Archive for the ‘Live Satellite Remote Broadcasts’ Category

Five Biggest Satellite Media Tour Mistakes and How to Fix Them

September 13, 2017

Clients invest a significant amount of a public relations budget into a satellite media tour (SMT) and campaign but it can fall apart if they make big mistakes in the planning process. I’ve been producing SMTs for over twenty years so I’ve seen the good, the bad, and the ugly, and have come up with a list of the five biggest satellite media tour mistakes I’ve encountered over the years with tips on how to fix them. These missteps can be easily avoided and turned into successful broadcast media exposure for your brand, product, or service.

Remote Satellite Media Tour (SMT)

#1 – Choosing the Wrong Spokesperson. One of the biggest mistakes I have seen clients make is engaging the services of the “wrong” expert or celebrity spokesperson – usually because they have not vetted them appropriately for the brand or product they are being asked to represent. If the expert or celebrity has no organic connection to the product, then paying them a big piece of your budget to recite message points just because you like the them (or because they have significant name recognition) is a big mistake. The perfect synergy occurs when the spokesperson really likes the brand, believes in the product, and it’s obvious to viewers in their delivery. Always do your due diligence to determine if a celebrity spokesperson makes sense.

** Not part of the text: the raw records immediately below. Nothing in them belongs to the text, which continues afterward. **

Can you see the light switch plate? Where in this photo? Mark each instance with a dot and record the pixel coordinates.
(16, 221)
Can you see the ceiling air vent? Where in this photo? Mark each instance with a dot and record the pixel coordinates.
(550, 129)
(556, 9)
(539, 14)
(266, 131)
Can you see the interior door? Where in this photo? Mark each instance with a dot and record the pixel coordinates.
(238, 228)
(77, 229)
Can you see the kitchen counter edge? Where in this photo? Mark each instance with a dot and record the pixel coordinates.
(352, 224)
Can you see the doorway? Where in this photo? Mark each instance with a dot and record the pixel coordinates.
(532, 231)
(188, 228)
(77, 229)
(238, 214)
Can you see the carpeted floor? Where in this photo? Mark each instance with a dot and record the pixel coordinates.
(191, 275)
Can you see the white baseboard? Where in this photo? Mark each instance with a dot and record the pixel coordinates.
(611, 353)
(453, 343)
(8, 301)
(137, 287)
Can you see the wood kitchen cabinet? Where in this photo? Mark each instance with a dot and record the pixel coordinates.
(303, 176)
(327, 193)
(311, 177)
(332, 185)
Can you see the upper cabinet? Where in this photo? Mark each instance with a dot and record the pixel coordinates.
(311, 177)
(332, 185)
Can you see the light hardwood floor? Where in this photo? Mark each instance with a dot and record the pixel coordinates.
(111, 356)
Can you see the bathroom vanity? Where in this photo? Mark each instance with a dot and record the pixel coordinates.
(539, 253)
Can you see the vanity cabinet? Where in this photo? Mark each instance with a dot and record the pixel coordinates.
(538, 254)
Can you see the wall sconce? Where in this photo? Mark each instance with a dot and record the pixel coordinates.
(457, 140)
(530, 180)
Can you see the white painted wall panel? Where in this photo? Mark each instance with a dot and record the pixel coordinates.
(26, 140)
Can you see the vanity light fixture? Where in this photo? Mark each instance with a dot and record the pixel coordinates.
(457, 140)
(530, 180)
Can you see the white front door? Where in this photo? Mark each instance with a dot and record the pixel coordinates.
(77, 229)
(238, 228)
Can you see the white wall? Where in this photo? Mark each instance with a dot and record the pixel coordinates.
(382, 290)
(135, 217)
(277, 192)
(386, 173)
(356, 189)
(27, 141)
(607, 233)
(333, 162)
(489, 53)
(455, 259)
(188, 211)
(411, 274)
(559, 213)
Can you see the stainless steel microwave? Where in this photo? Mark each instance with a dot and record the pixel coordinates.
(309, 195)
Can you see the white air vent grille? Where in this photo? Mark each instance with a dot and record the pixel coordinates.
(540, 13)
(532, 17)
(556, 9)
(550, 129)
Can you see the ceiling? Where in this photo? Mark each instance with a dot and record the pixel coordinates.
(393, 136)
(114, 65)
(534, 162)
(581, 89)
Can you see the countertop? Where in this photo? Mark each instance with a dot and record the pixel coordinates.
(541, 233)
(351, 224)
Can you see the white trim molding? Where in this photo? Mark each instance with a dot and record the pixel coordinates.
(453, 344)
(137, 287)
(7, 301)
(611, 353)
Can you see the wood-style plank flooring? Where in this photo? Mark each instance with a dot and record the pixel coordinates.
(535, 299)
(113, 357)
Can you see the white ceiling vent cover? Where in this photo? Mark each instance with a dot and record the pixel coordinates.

#2 – Not Crafting a Message for a Broadcast Style Interview. It’s a common rookie mistake, but I’ve seen savvy publicity specialists do it, too. They take a written press release (or messaging) which is a crafted P.R. piece full of beautiful prose that sings about the product or brand and then fail to make adjustments from the written word to the spoken word. Not only does the message need to be verbally friendly for it to flow organically off the spokesperson’s tongue, but it also has to be structured and formulated in a way to maximize the message for the short time allotted for the broadcast interview (generally two-and-a-half to three minutes).

In addition to the spoken message points, there is often little or no thought given to the visual elements needed to support the story and if these assets exist. Television is a visual medium and producers love great video, photos, and the right product demos to make the interview come alive so it’s not just “talking heads.” Also, with a celebrity spokesperson, stations will want to ask a question or two outside of their spokesperson duties so planning for those questions and incorporating them into the overall timing of the message is imperative. At CMP Media Cafe, we provide complimentary message point scripts for every satellite media tour. Clients and newsrooms love the results.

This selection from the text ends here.